Printer and scanner are back in business -- truly hot, humid weather makes me unable to do the simplest things, like fix a paper jam. Today the humidity is lower and temperature summertime pleasant and the job was a snap. SO.... a few remarks, not a review or critique. Above is the odd-ball quilt of the year. Every year there is one: One year it was a stick bed with a quilt on it, another yeat it was magnificent wooden squares, another year it was a quilt made of matchsticks. This year it is Julie John Upshaw's Ironing Board with the female figure drawn and quilted on it. It's as if every year the judges have to include one far out "quilt" -- this is a quilt, there are the requisite three layers, etc. {not always true}

Quilts I really liked: many of the ones that depended on color and quilting to make their statements: quilts by Kent Williams, Regina V. Benson, Sharon Bell (three long strips of simply quilted, dyed blue fabrics), Mary E. Stoudt (remaniscent of Klimt, Charlotte Patera, Marie Jensen. I have a great weakness for beautiful color beautifully quilted and simply presented. Nancy Erickson's animal quilts are always very powerful and ring primitive chords, her wolf was no exception. Of the pictoral quilts, I was struck by Carol Elrod's "Table for Two" [below} for both the humor and the verisimilitude.

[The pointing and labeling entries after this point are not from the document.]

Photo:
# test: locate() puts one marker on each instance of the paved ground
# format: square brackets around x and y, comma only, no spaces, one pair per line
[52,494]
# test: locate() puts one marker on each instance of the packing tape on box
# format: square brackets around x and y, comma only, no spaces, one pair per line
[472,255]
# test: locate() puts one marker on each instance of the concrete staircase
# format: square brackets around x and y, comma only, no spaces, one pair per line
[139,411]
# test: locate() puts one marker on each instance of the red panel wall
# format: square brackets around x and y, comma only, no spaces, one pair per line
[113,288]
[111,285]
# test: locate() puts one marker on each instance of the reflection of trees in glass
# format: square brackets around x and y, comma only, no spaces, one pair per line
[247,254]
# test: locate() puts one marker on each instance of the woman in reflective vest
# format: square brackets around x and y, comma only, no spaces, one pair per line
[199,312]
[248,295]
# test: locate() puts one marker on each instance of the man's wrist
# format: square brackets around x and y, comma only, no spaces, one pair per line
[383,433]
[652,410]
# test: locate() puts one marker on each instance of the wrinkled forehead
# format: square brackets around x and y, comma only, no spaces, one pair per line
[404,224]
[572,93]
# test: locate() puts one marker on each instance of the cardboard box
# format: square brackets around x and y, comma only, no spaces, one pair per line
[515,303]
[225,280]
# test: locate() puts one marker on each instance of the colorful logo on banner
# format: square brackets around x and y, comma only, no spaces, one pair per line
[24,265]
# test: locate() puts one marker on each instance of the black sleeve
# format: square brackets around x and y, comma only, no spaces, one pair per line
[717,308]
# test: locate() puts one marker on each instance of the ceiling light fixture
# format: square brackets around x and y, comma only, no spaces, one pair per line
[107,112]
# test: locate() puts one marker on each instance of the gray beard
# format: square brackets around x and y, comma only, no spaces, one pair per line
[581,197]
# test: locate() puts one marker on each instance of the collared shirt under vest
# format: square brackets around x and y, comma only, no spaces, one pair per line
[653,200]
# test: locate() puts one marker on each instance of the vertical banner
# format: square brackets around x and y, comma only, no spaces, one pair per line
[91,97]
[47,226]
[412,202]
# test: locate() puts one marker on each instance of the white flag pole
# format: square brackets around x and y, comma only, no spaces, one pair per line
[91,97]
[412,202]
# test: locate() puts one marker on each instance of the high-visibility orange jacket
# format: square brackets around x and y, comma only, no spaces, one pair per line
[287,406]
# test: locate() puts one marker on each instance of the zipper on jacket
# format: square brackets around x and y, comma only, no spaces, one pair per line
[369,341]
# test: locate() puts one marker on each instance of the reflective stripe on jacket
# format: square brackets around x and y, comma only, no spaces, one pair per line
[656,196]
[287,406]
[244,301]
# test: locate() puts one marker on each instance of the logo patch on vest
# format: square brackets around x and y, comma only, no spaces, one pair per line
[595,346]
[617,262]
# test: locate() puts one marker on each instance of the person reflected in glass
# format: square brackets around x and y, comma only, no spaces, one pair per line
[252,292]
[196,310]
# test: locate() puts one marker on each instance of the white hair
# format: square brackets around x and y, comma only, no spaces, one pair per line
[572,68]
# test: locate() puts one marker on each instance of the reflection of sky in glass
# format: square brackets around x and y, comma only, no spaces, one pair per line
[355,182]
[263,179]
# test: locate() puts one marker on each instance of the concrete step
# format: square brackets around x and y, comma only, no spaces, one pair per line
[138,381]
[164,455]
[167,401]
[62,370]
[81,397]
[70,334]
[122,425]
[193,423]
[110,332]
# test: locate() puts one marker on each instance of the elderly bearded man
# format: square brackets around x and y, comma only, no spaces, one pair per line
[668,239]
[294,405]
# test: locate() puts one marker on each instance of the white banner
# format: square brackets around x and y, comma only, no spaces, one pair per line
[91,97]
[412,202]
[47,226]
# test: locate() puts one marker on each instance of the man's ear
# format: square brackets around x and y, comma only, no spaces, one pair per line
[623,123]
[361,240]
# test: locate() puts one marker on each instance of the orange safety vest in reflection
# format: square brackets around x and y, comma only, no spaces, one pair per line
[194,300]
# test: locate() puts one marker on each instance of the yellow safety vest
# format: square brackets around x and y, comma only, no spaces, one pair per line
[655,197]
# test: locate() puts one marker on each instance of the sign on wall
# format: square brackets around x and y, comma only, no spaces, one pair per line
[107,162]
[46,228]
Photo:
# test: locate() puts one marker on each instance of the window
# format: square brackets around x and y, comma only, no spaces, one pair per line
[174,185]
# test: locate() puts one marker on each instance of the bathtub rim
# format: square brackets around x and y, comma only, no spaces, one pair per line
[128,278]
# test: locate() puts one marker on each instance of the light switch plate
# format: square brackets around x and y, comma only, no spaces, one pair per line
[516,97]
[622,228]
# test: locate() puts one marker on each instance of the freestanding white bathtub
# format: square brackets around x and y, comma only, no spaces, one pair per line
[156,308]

There are so many other wonderful quilts. One must either see the show or purchase the catalog which uses Susan Shie's "The Tower" [of pressure cookers] as it's cover design. her godesses not only have the traditional third eye above the nose but a fourth eye in the hollow of the throat! and it is, as always heavily covered with the diary of a the month in which it was made. There are familiar and well known artists and a few unknown names, humor and deep seriousness. Finally there is a laugh out loud quilt, a large one in tones of gray/black and white, a portrait of George W. Bush -- entirely of fabric yoyos!!! This is subversive art at its very best.